National polling of the American electorate can highlight broad-stroke public opinion, but elections and ballot measures are won or lost at the regional level. In a presidential election, for example, statewide deviations from the national polling can result in close national race but skewed electoral college result (see for example, the results of the 2016 election). Since 1997, Cook Political has published a simple metric to measure regional deviations from national sentiment: the Partisan Voter Index (PVI).

To be explicit, the 2022 PVI in any given state, $i$ , is calculated as follows:

${PVI}_{i} = 0.75 \times ({2PV}_{2020, i} - {2PV}_{2020, national}) + 0.25 \times ({2PV}_{2016, i} - {2PV}_{2016, national})$

where $2PV$ is the democrat’s share of the two-party vote in the previous two presidential elections. This metric is incredibly useful for understanding regional differences at a glance, since it summarizes partisanship with a single, sortable number. PVI is commonly referenced in electoral analyses and models (even my own), but this ease of use comes at the sacrifice of some utility.

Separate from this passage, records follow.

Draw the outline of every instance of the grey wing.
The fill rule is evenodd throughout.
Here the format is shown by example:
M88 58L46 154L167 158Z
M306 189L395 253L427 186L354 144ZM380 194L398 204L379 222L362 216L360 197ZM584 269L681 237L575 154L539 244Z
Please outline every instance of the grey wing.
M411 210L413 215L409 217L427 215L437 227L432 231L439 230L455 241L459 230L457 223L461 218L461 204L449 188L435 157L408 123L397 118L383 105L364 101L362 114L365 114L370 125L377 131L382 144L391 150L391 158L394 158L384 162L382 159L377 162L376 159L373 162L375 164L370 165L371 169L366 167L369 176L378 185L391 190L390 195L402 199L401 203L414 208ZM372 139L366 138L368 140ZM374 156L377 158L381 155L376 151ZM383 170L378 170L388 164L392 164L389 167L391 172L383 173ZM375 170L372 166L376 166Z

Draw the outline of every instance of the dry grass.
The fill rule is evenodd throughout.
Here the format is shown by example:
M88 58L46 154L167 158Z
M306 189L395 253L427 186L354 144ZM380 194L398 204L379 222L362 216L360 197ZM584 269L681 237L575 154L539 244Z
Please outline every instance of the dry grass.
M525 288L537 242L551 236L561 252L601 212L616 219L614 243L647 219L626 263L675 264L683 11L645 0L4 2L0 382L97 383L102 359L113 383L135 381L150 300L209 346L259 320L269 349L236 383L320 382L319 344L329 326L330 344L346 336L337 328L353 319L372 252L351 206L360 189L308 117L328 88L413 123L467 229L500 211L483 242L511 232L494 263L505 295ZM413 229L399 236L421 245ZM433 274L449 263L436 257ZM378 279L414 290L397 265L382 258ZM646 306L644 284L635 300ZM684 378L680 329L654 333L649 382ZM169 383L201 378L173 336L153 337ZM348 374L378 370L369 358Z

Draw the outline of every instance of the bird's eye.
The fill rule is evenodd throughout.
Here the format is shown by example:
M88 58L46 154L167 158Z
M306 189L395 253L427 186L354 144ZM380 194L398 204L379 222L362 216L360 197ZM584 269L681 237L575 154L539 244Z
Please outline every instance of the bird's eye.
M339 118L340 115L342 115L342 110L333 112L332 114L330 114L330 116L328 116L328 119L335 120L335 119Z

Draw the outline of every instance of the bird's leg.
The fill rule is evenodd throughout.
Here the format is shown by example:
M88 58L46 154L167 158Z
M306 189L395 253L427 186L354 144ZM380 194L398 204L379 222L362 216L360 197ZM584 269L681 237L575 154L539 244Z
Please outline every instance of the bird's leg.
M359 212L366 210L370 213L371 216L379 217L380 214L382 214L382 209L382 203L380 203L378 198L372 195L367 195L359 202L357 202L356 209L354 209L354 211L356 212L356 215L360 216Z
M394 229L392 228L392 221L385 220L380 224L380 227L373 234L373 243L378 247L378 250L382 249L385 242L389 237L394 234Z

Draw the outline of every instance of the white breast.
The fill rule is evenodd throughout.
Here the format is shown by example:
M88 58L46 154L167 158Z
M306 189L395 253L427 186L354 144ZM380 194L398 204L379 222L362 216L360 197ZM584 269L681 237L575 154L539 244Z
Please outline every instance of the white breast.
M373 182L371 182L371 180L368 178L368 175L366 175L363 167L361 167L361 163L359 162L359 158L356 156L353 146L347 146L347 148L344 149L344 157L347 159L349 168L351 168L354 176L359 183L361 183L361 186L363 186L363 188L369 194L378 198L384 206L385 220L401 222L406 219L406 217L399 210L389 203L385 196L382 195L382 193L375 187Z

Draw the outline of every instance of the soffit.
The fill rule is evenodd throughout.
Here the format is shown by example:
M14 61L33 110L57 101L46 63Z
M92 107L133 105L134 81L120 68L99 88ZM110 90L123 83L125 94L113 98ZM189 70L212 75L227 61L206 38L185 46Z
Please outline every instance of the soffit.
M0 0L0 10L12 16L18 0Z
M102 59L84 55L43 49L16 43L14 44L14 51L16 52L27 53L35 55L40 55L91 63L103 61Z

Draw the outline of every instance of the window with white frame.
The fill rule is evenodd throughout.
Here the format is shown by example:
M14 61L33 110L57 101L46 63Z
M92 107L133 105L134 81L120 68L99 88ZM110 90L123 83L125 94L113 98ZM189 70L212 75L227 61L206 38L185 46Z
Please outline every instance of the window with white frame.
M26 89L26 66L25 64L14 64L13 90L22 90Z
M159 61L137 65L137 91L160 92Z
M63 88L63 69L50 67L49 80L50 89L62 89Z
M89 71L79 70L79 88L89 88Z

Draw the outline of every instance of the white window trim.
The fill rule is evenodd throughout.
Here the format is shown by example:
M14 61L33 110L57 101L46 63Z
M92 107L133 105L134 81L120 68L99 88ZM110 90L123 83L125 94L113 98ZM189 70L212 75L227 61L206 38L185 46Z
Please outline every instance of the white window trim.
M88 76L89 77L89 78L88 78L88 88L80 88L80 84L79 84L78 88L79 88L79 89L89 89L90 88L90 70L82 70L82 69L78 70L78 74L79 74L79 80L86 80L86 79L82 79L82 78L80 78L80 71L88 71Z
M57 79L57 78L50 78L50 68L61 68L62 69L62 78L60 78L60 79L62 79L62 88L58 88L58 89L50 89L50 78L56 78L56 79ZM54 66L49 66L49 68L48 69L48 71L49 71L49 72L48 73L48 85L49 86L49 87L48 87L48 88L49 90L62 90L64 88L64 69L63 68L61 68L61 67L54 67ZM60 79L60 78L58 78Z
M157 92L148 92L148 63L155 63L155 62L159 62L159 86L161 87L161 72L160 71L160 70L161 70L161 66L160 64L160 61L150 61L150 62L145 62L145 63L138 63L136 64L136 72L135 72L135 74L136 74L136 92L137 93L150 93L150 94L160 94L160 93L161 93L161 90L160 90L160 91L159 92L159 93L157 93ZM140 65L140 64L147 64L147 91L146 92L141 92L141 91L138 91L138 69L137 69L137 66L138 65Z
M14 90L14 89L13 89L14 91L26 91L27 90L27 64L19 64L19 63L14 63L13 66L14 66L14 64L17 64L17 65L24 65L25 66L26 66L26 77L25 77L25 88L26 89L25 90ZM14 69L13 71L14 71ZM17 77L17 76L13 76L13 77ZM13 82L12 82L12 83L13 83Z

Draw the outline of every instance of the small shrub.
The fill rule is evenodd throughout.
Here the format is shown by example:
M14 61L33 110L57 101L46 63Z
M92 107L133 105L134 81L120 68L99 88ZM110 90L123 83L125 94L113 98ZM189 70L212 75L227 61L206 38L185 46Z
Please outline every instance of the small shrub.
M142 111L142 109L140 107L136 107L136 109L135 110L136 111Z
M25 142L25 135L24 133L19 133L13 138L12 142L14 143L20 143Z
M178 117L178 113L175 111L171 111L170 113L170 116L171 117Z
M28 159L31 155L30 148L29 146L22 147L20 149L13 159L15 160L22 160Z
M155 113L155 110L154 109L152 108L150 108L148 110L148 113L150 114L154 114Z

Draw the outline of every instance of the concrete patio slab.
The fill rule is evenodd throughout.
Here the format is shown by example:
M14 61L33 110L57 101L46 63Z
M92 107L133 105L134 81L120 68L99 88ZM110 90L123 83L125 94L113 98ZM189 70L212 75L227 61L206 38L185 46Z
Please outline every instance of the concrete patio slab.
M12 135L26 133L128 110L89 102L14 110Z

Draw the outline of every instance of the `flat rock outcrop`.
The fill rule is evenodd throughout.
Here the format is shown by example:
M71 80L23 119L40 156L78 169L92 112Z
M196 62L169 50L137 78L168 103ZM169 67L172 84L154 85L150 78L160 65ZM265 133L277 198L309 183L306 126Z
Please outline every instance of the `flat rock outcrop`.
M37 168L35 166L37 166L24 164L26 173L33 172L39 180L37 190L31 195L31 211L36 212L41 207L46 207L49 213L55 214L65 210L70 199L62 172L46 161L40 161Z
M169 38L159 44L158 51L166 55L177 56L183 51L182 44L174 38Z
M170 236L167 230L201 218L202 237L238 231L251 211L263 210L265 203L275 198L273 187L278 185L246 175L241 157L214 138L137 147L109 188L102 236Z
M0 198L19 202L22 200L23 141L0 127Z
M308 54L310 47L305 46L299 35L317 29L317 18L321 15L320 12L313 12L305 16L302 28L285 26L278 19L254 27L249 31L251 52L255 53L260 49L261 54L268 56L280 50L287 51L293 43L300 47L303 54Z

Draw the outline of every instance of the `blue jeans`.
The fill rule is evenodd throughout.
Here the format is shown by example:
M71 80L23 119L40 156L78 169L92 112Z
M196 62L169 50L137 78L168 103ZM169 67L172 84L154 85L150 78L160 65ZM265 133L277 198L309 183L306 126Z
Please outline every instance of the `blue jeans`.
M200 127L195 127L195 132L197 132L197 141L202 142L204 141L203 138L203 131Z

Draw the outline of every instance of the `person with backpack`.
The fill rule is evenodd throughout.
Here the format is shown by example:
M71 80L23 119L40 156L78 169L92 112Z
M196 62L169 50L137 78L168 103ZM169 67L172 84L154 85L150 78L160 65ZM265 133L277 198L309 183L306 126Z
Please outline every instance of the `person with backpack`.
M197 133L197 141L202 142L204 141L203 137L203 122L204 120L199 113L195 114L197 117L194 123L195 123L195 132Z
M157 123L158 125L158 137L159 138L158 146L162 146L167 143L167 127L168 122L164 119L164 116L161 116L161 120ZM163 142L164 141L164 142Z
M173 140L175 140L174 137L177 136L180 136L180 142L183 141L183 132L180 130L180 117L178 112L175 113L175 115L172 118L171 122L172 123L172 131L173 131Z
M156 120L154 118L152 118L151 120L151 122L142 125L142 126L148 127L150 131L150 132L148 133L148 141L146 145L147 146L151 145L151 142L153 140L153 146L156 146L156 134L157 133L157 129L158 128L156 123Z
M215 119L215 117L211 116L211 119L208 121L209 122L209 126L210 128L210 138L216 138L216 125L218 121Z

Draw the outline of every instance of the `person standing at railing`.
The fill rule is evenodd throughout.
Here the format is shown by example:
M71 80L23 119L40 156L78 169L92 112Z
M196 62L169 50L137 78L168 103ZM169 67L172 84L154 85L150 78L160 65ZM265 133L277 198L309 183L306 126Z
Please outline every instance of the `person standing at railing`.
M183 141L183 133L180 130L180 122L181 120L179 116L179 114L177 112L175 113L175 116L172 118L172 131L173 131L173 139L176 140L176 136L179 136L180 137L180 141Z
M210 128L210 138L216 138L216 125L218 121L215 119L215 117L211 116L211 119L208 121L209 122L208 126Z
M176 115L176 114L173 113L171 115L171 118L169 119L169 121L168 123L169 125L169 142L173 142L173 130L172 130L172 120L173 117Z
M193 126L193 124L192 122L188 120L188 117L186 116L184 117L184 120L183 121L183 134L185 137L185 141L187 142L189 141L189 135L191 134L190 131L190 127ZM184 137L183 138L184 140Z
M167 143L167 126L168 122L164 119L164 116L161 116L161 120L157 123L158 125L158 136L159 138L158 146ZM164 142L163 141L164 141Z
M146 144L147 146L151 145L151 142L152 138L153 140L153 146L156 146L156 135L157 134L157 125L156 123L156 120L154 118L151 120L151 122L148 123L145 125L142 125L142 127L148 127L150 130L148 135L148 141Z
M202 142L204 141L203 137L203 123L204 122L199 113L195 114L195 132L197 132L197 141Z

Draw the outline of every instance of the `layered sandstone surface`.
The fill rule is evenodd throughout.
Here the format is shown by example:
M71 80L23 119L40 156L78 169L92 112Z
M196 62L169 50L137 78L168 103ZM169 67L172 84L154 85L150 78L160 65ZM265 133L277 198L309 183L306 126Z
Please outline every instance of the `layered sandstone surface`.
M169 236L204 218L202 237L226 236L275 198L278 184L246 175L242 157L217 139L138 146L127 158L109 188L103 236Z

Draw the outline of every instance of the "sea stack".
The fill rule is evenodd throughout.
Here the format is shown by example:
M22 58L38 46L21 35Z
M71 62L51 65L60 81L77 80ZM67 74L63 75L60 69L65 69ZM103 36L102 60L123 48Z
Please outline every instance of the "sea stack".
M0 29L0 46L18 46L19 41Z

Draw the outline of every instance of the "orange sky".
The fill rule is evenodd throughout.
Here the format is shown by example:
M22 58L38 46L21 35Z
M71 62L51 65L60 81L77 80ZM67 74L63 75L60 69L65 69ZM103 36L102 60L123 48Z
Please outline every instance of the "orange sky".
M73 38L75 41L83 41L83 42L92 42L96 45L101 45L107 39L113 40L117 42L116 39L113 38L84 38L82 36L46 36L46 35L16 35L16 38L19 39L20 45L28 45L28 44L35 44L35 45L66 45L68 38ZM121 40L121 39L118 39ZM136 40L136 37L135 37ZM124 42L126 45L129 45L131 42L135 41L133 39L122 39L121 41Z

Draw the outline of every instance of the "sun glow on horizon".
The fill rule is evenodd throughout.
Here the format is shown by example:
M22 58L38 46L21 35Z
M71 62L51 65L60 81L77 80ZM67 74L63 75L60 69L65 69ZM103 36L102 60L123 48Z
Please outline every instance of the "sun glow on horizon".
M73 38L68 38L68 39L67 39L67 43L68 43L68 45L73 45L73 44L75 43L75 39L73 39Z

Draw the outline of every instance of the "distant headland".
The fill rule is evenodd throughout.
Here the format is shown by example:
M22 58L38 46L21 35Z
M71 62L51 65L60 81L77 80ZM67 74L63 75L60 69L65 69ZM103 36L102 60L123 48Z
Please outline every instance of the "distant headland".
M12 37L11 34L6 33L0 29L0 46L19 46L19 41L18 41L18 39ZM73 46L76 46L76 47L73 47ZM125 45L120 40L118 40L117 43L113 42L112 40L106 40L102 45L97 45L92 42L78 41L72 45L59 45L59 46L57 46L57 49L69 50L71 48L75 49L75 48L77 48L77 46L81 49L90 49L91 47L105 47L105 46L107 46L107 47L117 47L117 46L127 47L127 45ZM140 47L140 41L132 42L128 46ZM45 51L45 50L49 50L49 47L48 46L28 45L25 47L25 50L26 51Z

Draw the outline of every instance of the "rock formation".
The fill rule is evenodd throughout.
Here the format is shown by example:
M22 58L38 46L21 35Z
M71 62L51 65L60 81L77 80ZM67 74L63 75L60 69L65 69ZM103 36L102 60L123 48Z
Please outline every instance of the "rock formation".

Notably, PVI only considers the two-party voteshare, but not everyone votes for one of the two major parties! There’s always a subset of the electorate that votes for third parties — sometimes third party candidates can siphon a meaningful percentage of the vote. Even when there isn’t an individual third party candidate shaking up the race, regional differences in the general appetite for third parties can make an impact.

For example, in the 2016 election, only 63% of Utah’s electorate voted for Donald Trump or Hillary Clinton, despite the fact that, nationally, the two frontrunners received a total of 94% of votes cast.¹ Utah was a far more republican-leaning than the nation in 2016, but the strength of this partisanship was far weaker. Mississippi, on the other hand, was a much stronger partisan state than the nation, sending 98% of votes to either Trump or Clinton.

¹ 21% of Utah voters cast their ballot for an independent, Evan McMullin, and the remaining split their votes among other minor candidates.

These differences in partisanship across states are important, but so too are the differences in the strength in partisanship. To account for all three, I propose a new metric, 3PVI, defined as follows for a given state, $i$ , and political party (democrat, republican, or other), $j$ :

${3PVI}_{i, j} = 0.75 \times (V_{2020, i, j} - V_{2020, national, j}) + 0.25 \times (V_{2016, i, j} - V_{2016, national, j})$

where $V$ is the absolute voteshare of a given party in a given state. This introduces a fair bit of additional complexity — each state is now summarized with a triplet of numbers rather than a single number — but lets us assess both partisanship and partisan strength in one collective view. By this metric, Utah, Alaska, and Vermont have the weakest partisanship and tend to provide more third party votes than the nation as a whole. On the other hand, Florida, Mississippi, and New Jersey have the strongest partisanship and tend to provide fewer third party votes than the nation as a whole. 3PVI also tends to agree with Cook’s PVI, finding that the District of Columbia and Wyoming are the most pro-democratic and pro-republican states, respectively.

Code

pvi3 <- read_csv("https://raw.githubusercontent.com/markjrieke/2024-potus/main/data/cpvi.csv")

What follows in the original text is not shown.